Intervention de Philippe Bas

Commission des lois constitutionnelles, de législation, du suffrage universel, du Règlement et d'administration générale — Réunion du 30 juillet 2018 à 10h35

Photo de Philippe BasPhilippe Bas, président :

Lorsque la question m'a été posée de savoir s'il convenait d'auditionner M. Benalla, j'ai considéré qu'à l'évidence cette audition pourrait être utile pour éclairer les conditions d'organisation et de fonctionnement de la sécurité du Président de la République et le rôle particulier que M. Benalla y a tenu.
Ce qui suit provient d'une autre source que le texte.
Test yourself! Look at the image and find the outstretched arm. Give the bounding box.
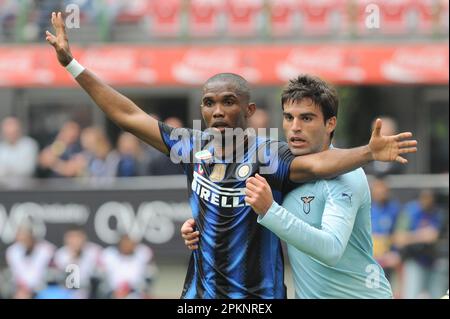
[289,119,417,183]
[46,12,168,153]
[245,174,359,266]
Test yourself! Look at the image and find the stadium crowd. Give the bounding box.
[0,224,157,299]
[0,0,449,42]
[0,117,182,181]
[0,115,449,298]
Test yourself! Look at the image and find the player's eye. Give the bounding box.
[203,100,214,107]
[223,100,234,106]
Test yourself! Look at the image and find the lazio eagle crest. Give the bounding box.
[301,196,314,214]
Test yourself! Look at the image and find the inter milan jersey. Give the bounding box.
[159,122,294,299]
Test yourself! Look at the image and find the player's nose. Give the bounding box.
[213,103,225,118]
[291,118,302,132]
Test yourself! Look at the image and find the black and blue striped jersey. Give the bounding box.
[159,123,294,299]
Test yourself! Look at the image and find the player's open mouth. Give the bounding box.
[289,136,306,147]
[211,122,230,133]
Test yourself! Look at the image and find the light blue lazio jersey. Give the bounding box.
[258,168,392,298]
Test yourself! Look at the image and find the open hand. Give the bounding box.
[45,12,73,67]
[369,119,417,164]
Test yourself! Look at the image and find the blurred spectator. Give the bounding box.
[31,0,65,40]
[101,235,155,299]
[0,117,39,178]
[77,127,119,178]
[148,117,183,176]
[39,121,81,177]
[54,227,102,299]
[248,109,269,132]
[0,0,20,40]
[371,179,401,295]
[117,132,148,177]
[394,190,448,299]
[364,117,403,177]
[6,225,55,299]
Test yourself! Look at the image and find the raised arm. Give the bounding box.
[245,174,360,266]
[289,119,417,183]
[46,12,168,153]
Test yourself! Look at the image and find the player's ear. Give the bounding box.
[326,116,337,134]
[245,103,256,118]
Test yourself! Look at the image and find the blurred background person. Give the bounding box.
[148,117,183,176]
[6,224,55,299]
[0,117,39,179]
[101,235,156,299]
[54,227,102,299]
[117,132,148,177]
[248,108,269,130]
[75,126,120,178]
[39,121,82,177]
[370,179,401,296]
[364,116,404,177]
[394,190,448,299]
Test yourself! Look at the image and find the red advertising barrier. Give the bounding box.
[0,44,449,87]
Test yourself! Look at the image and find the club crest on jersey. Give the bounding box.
[301,196,314,214]
[195,150,212,161]
[209,164,227,182]
[236,163,252,181]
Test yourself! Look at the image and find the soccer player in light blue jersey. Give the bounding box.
[245,75,392,299]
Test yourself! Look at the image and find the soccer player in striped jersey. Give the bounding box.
[246,75,398,299]
[46,13,414,298]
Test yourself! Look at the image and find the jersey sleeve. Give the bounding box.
[258,174,361,266]
[258,140,295,196]
[158,122,201,164]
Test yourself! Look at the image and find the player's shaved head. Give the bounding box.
[203,73,250,103]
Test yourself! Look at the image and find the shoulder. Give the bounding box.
[21,136,38,148]
[324,168,370,200]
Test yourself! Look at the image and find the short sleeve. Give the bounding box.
[158,122,195,164]
[258,140,295,196]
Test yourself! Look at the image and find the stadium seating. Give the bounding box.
[413,0,438,34]
[357,0,415,35]
[269,0,299,37]
[189,0,225,37]
[148,0,182,37]
[226,0,264,37]
[300,0,348,35]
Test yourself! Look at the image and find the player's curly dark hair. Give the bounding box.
[281,74,339,138]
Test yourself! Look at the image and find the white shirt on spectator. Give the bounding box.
[6,240,55,290]
[54,242,102,288]
[101,245,153,290]
[0,136,39,177]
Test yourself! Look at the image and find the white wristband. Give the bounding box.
[66,59,86,78]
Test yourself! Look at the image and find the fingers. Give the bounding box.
[184,238,199,247]
[52,12,66,37]
[398,147,417,154]
[372,119,382,136]
[181,231,200,240]
[394,132,412,141]
[244,196,256,207]
[45,31,56,46]
[245,176,264,187]
[184,218,195,227]
[245,183,258,192]
[255,174,269,185]
[395,155,408,164]
[397,140,417,148]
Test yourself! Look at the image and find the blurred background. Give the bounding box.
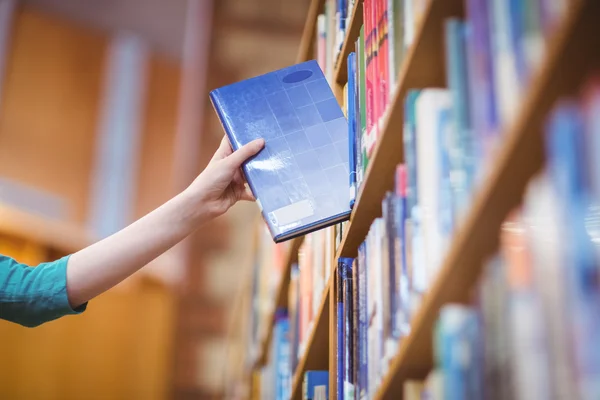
[0,0,309,400]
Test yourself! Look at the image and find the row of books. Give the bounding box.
[315,0,356,82]
[247,227,290,365]
[317,0,567,215]
[335,165,412,400]
[405,73,600,400]
[336,1,576,398]
[288,227,333,373]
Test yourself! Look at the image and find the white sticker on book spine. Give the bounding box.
[269,200,314,226]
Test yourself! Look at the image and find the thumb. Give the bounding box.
[227,139,265,168]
Elle pourrait également être utile pour apprécier l'adéquation des moyens dont il disposait pour exercer ses missions et pour mieux comprendre si, au-delà de sa participation à la protection rapprochée du Président de la République - fonction qu'il revendique comme ayant été une de ses attributions - M. Benalla prenait aussi place dans la hiérarchie des services de sécurité de la présidence de la République et jouait plus largement un rôle d'interface avec les services de sécurité du ministère de l'intérieur.

Cependant, il m'est apparu que deux principes rendaient cette audition difficile, au premier rang desquels celui de la séparation des pouvoirs, exigence fondamentale que nous passons nos journées à rappeler depuis le début de ces auditions, et dont nous sommes les gardiens en tant que membres de la commission des lois exerçant les pouvoirs d'une commission d'enquête. Nous ne pouvons pas prendre à la légère ce principe et nous ne devons pas enquêter sur des faits qui font l'objet de poursuites ou bien d'une information judiciaires.
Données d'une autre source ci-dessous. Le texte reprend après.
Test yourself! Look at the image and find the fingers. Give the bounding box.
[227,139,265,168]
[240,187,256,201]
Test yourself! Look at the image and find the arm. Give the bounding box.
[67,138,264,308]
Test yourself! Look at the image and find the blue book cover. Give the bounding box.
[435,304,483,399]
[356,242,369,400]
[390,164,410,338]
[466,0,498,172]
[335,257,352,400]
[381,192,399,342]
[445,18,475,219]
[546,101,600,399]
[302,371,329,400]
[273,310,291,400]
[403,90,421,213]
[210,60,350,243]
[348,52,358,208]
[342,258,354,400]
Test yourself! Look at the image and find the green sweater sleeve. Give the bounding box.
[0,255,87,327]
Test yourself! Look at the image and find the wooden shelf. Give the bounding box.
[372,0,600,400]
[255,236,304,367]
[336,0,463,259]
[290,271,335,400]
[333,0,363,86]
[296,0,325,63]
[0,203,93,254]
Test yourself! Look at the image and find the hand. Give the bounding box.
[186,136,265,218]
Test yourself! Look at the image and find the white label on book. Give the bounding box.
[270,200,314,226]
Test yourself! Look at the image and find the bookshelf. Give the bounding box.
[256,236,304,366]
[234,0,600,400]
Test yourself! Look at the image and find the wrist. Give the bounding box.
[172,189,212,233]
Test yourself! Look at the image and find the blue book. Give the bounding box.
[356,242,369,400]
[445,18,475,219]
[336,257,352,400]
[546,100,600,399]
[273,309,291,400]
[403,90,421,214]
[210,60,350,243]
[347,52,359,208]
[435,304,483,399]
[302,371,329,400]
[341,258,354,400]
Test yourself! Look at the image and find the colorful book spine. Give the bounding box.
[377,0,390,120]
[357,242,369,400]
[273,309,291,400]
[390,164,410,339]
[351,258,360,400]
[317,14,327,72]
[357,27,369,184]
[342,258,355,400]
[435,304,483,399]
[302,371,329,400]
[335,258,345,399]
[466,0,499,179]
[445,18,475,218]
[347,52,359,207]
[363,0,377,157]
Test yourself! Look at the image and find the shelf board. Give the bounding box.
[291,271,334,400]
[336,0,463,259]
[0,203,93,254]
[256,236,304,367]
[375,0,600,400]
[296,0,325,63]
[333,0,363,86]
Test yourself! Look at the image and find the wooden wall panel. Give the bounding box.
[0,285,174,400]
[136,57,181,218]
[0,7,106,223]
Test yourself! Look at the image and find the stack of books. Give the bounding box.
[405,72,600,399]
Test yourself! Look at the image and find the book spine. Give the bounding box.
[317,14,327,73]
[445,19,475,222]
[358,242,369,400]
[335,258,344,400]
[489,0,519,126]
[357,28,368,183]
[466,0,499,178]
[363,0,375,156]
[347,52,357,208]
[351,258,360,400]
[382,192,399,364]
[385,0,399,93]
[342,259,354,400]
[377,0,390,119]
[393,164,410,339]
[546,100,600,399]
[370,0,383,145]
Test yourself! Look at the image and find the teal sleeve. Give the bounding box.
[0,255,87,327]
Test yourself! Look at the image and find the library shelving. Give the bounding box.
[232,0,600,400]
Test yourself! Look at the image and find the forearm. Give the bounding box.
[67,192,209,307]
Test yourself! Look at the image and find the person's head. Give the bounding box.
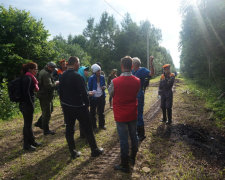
[96,62,102,68]
[132,57,141,70]
[91,64,101,76]
[84,67,89,77]
[67,56,80,71]
[22,62,38,75]
[59,59,66,69]
[110,69,117,75]
[163,64,170,74]
[121,56,133,72]
[46,62,56,72]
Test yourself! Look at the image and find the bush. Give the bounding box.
[0,79,19,120]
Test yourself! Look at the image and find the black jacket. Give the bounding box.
[59,69,89,107]
[22,75,35,107]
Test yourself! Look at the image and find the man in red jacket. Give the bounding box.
[109,56,141,172]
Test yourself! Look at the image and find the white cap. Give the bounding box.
[91,64,101,73]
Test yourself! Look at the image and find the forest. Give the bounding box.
[0,0,225,180]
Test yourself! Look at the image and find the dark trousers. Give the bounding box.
[62,105,97,152]
[90,95,105,129]
[162,107,172,121]
[37,98,53,131]
[19,102,35,147]
[109,96,112,107]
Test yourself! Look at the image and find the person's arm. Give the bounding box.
[78,76,90,107]
[22,76,34,107]
[100,76,106,90]
[167,75,175,89]
[108,80,114,96]
[42,73,56,90]
[149,56,155,77]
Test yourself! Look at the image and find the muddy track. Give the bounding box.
[73,95,163,179]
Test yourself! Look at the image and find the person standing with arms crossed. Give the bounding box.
[109,56,141,172]
[132,56,155,141]
[59,56,103,159]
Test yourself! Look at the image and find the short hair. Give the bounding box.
[68,56,79,66]
[47,61,56,68]
[22,62,37,74]
[121,56,133,70]
[59,59,66,64]
[133,57,141,67]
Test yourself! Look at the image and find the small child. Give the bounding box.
[159,64,175,124]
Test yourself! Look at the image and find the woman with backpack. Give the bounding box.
[19,62,41,151]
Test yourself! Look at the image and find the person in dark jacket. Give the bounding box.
[59,56,103,159]
[88,64,106,130]
[158,64,175,124]
[132,56,155,141]
[35,62,59,135]
[107,69,117,109]
[109,56,141,172]
[52,59,67,81]
[19,62,41,151]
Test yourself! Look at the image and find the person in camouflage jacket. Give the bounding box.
[35,62,59,135]
[158,64,175,124]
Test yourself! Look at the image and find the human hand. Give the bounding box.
[88,91,94,96]
[149,56,154,64]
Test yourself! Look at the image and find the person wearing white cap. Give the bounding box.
[88,64,106,130]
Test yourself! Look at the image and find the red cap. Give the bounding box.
[163,64,170,68]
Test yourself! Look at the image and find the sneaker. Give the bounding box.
[91,148,104,157]
[44,130,55,135]
[71,150,81,159]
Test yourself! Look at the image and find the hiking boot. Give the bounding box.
[23,145,36,151]
[70,150,81,159]
[44,130,55,136]
[114,157,130,173]
[99,126,106,130]
[160,119,166,123]
[34,122,43,129]
[31,141,42,147]
[91,148,104,157]
[166,120,172,125]
[137,126,146,141]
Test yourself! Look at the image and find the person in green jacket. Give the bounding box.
[35,62,59,135]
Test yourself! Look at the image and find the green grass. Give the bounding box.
[180,78,225,130]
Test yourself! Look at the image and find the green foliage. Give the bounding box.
[185,79,225,128]
[180,0,225,90]
[83,12,175,75]
[0,6,57,80]
[51,35,91,66]
[0,79,19,120]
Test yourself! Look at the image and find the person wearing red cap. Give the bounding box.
[158,64,175,124]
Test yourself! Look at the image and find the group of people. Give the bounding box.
[20,56,175,172]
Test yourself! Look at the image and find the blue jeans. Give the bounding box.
[137,92,145,126]
[116,120,138,157]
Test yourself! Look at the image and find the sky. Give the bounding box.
[0,0,183,68]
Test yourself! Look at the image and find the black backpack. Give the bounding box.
[143,77,151,92]
[8,77,23,102]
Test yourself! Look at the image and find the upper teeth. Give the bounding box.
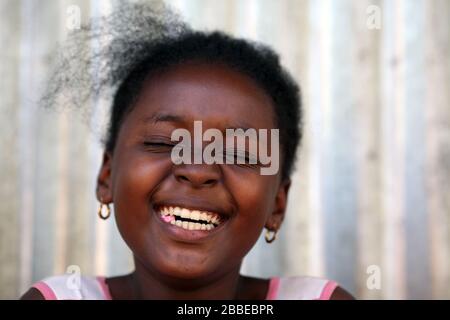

Il faut pourtant préciser, pour être parfaitement exact, que cet obstacle a déjà été levé dans le passé, par exemple en 1999, lorsque la commission d'enquête du Sénat sur les paillotes corses a auditionné le préfet Bonnet et plusieurs autres protagonistes. Elle avait toutefois pris de très grandes précautions, en auditionnant les intéressés à huis clos, en écartant toute question relative à des faits dont la justice était saisie et en ne rendant pas publics dans son rapport les éléments susceptibles d'intéresser la justice.

L'autre principe qui rend difficile l'audition de M. Benalla est celui du respect des droits de la défense. Il ne faudrait pas qu'une personne auditionnée s'exprimant sous serment devant la commission puisse être conduite à témoigner contre elle-même. Ce principe fondamental des droits de la défense est reconnu par le Conseil constitutionnel et par la Cour européenne des droits de l'homme. D'où ma décision initiale d'écarter cette audition, la semaine dernière.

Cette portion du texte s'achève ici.